For all this talk about LLMs and their abilities, however, we should remember that for many companies in many instances, you won’t be the one using the LLM — your technology vendor will be. Which brings us to the nettlesome issue of vendor AI risk.

For example, say you have a vendor that provides software to manage your conflicts of interest program. (EQS is one of many compliance vendors that does this.) The vendor provides the technology system to you at some fixed price, and you do the work on the vendor’s software with your data.

Then the vendor introduces AI into its product offering. That means the vendor is buying the AI brainpower of some LLM out there (probably one of the six studied above) essentially at “wholesale” price, and selling its AI-enhanced compliance service to you at a marked up retail price. 

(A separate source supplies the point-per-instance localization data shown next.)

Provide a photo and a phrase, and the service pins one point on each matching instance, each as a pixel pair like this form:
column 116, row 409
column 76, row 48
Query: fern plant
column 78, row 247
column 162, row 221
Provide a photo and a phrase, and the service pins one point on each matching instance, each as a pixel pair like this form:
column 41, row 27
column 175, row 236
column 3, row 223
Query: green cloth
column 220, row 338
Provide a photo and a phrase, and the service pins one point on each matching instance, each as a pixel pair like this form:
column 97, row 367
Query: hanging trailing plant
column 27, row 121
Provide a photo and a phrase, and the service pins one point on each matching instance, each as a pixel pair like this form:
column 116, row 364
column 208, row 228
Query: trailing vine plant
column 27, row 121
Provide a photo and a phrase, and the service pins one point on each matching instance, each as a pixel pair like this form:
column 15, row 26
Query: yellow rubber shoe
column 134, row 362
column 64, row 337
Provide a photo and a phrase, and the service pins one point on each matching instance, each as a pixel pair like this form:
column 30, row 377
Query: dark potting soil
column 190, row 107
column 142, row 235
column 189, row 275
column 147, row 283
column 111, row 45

Well, do you get to know which LLM your vendor is using? Probably, if you ask during the sales process or insist on disclosure in your contract. Are you informed any time the vendor changes its IT from one LLM to another? Possibly, if you insist on that disclosure in the contract. 

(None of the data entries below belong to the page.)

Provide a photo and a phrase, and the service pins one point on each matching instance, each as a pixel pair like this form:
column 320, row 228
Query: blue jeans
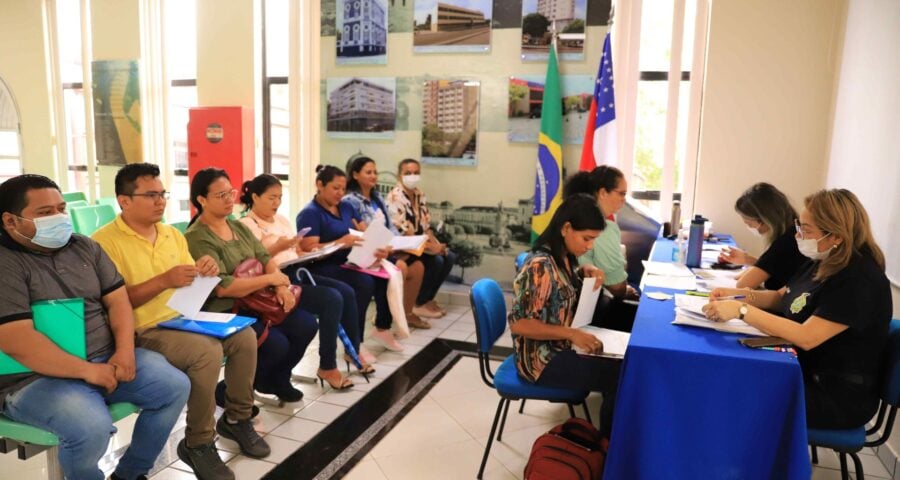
column 76, row 412
column 437, row 268
column 333, row 302
column 365, row 286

Even if the vendor discloses the LLM it’s using, a more important question is how you obtain sufficient assurance that the vendor’s AI meets your security and performance expectations. Like, are you going to review whatever training protocols the vendor used on its AI systems? Are you going to review its data validation controls or its output testing results? Are you going to test the AI yourself for its vulnerability to prompt attacks? 

Most compliance teams won’t have the knowhow or manpower to do this. You’d need to rely on your IT or internal audit team for help, and they might not have the time or knowhow to do this either. Your ability to assess the AI risks of the vendors you use is going to be a significant challenge before you can truly embed AI into compliance processes — and given the potential risks of AI gone wrong, a challenge not to be trifled with. 

In theory, the vendor industry could try to answer this problem by adopting something like a SOC II audit; those are the audits that you can ask a vendor to provide for assurance over its cybersecurity controls. What the GRC community needs is a SOC report for artificial intelligence, which would encompass cybersecurity and much more (data validation, algorithmic bias, model drift, and agentic misalignment, to name a few).

Right now we don’t have anything like that, so the burden defaults back to compliance teams and any reinforcements you can grab from your friends in internal audit or IT security. Which means AI adoption will proceed cautiously, with a fair bit of paranoia about whether you’ve identified and controlled all your AI risks effectively.